As we pushed through the crowded bar to leave, he handed me money to buy
him a beer. I said, "It'll be easier at the vendor outside." He said,
"No man, this is Papa Joe's place, buy it from him." I waved the bills
over my head, Joe himself saw the man, called out to us and passed the
bottle over the crowd. Back outside, the blind man lifted his dark shades
to reveal scars from a shooting three years earlier that had taken his
sight. He dazzled me with his will to learn to live sightless and a few
mental tricks memorizing names and numbers. But what's emblazoned on my
memory was his warning about the unwritten rules of buying beer when the
second-line had ended at Joe's.
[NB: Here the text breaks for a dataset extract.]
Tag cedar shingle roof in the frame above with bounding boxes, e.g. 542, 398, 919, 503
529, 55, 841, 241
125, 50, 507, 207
I now recall vividly speaking with and
buying a beer from both the bar owner and street vender, just minutes
before their lives would be forever changed.
As a folklorist I've followed famous songs in New Orleans
and elsewhere about murder like the lovers' barroom quarrel in "
Frankie
and Johnny" or men in a shootout over who's the toughest in "
Staggerlee."
Even the names of this day's hero and alleged villain, Tuba Fats and Papa
Joe, sound mythic. No one can dispute the greatness of the songs, the
names, the traditions of a jazz funeral, but we also have a tradition
here of too easily resorting to violence whether on the urban frontier
or over hunting leases, boat wake, or road rage. The great conundrum of
life in New Orleans is: how do we keep the valuable traditions that celebrate
the worth of people and their communities, but rid ourselves of equally
persistent legacies of violence, corruption, and lawlessness at all levels
of society? Tuba Fats did his part to keep the best of tradition and everybody
loved him for it. How tragic and ironic that a violent death over street
turf had to be the final punctuation on the second-line that honored his
life of giving to people in those same streets.